The adoption of the Open Internet Order has triggered much discussion about one of our favorite topics – pole attachments. As this is one of the most arcane topics within the FCC’s jurisdiction, it is not surprising that the public discourse is not always entirely accurate. We want to set the record straight.
Cable has advocated for low pole attachments rates for decades because it is essential to speed and lower the cost of broadband deployments, particularly in less dense, rural areas. We don’t own utility poles ourselves. Instead, we have long supported and depend upon the Communications Act provision that ensures our fair access to poles owned by the local utility or telephone company.
That’s why we are particularly puzzled by comments by Chairman Wheeler that we are blocking access to poles by our competitors.
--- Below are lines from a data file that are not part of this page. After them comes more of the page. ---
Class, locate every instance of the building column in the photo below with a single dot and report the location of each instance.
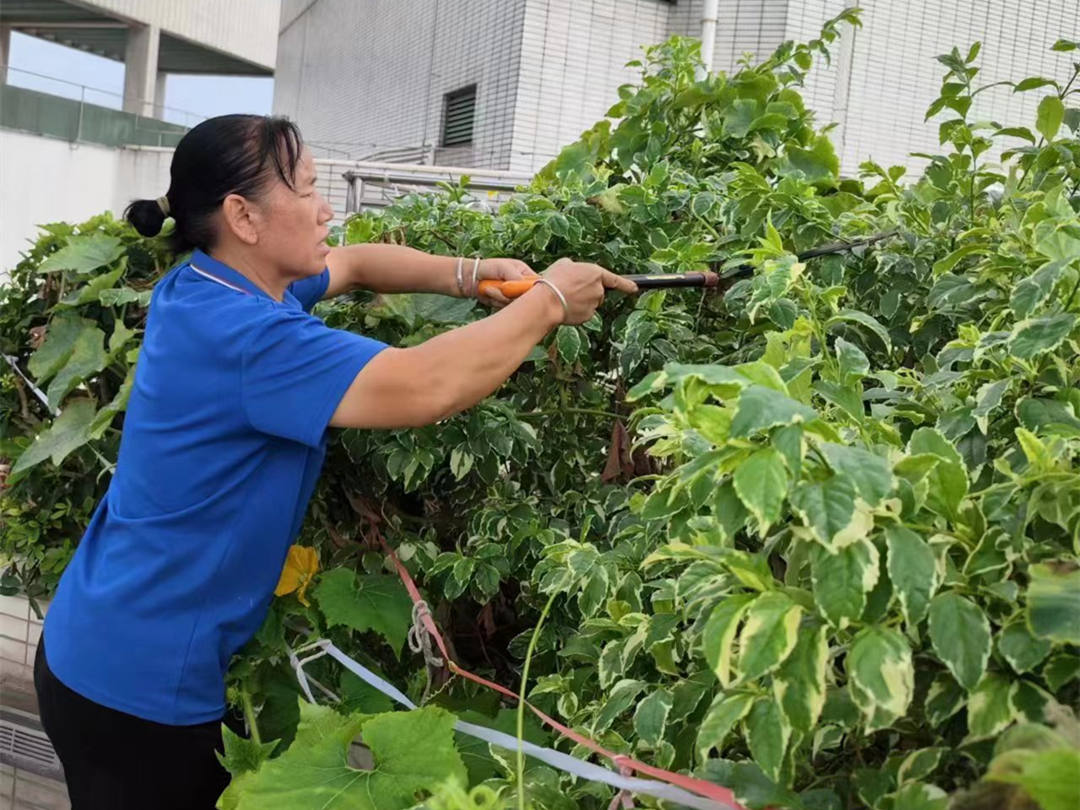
(4, 52)
(140, 68)
(159, 96)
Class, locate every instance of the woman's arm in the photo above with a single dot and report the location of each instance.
(383, 268)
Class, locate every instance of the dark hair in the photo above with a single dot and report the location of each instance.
(228, 154)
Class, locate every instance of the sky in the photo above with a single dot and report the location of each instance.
(72, 72)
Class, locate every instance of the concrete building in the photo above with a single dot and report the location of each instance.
(68, 159)
(505, 83)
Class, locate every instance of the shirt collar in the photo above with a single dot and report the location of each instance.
(208, 265)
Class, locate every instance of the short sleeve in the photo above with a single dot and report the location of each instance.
(295, 370)
(309, 291)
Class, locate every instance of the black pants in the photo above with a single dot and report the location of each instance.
(113, 760)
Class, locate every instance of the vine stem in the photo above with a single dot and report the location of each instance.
(521, 702)
(563, 412)
(245, 699)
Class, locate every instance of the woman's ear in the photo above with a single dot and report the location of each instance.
(241, 218)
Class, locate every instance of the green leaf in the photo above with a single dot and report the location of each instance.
(880, 675)
(768, 734)
(919, 764)
(960, 635)
(1033, 82)
(88, 358)
(413, 751)
(855, 316)
(799, 683)
(568, 340)
(367, 602)
(842, 579)
(84, 254)
(769, 634)
(1031, 292)
(69, 431)
(1053, 602)
(827, 507)
(719, 633)
(868, 471)
(760, 408)
(1022, 649)
(948, 480)
(1038, 335)
(723, 715)
(1049, 118)
(242, 754)
(913, 570)
(989, 707)
(761, 483)
(442, 308)
(1042, 416)
(944, 699)
(919, 796)
(650, 717)
(818, 163)
(853, 362)
(61, 338)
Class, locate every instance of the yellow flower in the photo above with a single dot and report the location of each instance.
(300, 567)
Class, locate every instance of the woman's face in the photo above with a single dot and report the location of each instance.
(295, 223)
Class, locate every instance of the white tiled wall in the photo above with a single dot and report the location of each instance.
(366, 76)
(19, 632)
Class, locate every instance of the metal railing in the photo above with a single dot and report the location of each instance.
(108, 98)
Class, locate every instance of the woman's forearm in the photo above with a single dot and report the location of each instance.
(406, 388)
(383, 268)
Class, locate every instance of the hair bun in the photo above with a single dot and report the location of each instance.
(146, 215)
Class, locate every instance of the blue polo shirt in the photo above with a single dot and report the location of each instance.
(223, 442)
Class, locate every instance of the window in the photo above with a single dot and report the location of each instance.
(459, 111)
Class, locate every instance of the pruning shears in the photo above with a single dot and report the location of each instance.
(704, 279)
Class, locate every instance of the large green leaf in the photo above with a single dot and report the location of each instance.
(84, 254)
(413, 751)
(767, 736)
(1021, 648)
(841, 580)
(650, 717)
(880, 675)
(817, 163)
(1053, 602)
(1049, 118)
(913, 570)
(862, 319)
(366, 602)
(769, 634)
(723, 715)
(989, 706)
(1038, 335)
(827, 507)
(948, 480)
(960, 634)
(719, 632)
(761, 483)
(86, 359)
(760, 408)
(61, 337)
(70, 431)
(799, 683)
(868, 471)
Twice in recent hearings, the Chairman has suggested that cable operators have denied competitors access to poles and that the net neutrality order fixes this problem.
But the facts are otherwise. For starters, cable operators are not denying access to poles. As noted above, with rare exception, cable operators do not even own poles. Rather, like other competitors, they attach their facilities to poles owned by electric utilities and telephone companies. We are unaware of any case where a cable operator has denied pole access to another company and it is unfortunate that the Chairman continues to suggest otherwise.
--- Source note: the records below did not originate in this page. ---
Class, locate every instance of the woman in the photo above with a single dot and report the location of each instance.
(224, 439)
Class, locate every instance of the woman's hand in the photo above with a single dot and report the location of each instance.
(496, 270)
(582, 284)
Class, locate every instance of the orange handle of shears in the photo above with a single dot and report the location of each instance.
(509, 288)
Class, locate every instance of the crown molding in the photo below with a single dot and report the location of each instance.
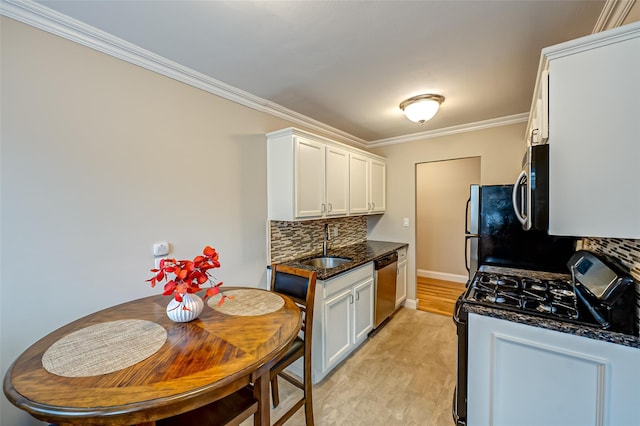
(453, 130)
(613, 14)
(51, 21)
(46, 19)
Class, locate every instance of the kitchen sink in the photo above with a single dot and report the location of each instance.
(326, 262)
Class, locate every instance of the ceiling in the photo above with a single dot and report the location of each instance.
(349, 64)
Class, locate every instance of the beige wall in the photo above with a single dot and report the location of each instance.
(442, 189)
(100, 159)
(500, 150)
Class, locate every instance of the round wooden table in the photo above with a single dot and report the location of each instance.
(199, 362)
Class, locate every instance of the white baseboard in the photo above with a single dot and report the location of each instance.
(442, 276)
(410, 303)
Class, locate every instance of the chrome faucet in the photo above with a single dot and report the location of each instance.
(325, 239)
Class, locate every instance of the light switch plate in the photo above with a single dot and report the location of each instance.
(161, 248)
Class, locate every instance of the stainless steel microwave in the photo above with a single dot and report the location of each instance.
(531, 189)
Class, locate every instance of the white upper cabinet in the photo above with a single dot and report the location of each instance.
(367, 180)
(378, 189)
(358, 184)
(594, 134)
(336, 181)
(309, 177)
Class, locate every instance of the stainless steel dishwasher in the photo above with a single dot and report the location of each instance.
(386, 270)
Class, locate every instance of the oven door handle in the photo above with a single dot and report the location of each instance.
(517, 208)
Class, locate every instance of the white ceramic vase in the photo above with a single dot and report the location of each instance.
(187, 310)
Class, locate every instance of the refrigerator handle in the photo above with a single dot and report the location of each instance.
(514, 196)
(467, 237)
(466, 217)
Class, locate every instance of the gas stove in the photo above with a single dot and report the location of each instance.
(548, 295)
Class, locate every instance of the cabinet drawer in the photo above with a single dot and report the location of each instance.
(346, 280)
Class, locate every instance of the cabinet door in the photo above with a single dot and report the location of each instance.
(337, 328)
(401, 283)
(363, 310)
(594, 149)
(337, 181)
(524, 375)
(310, 166)
(377, 192)
(358, 184)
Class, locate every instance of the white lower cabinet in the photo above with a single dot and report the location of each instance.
(343, 317)
(524, 375)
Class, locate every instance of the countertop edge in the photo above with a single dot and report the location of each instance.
(360, 253)
(563, 327)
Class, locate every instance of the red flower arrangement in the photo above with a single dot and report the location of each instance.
(189, 275)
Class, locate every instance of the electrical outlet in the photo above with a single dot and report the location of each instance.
(157, 260)
(161, 248)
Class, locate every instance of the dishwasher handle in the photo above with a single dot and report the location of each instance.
(386, 260)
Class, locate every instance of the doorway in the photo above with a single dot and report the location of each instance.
(442, 190)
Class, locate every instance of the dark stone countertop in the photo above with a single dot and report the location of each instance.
(359, 253)
(549, 324)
It’s all the more unfortunate because there is a real problem that has been created by the FCC’s decision to reclassify broadband as a Title II telecommunications service. The sum and substance of the problem is that the FCC’s action now allows pole owners to demand higher pole rental fees from cable broadband providers. As the FCC acknowledged in the Open Internet Order, reclassification creates the potential for increases in the pole attachment rates paid by cable operators (by our estimates as much as $200 million annually), which would have a negative effect on deployment and increase consumer bills.
Unfortunately, while the FCC acknowledged this problem and noted that this result was not its “intent,” it failed to take the necessary action to fix it. Specifically, NCTA and COMPTEL filed a still-pending petition in 2011 that would mitigate the effect of the agency’s reclassification. Granting this petition would ensure that all parties that attach to utility poles, not just cable operators, pay the lowest rate possible.
We hope the recent mischaracterizations will not distract the Commission from moving forward on this now four-year-old petition so as to protect consumers from rising costs that will be directly attributable to the Commission’s recent action.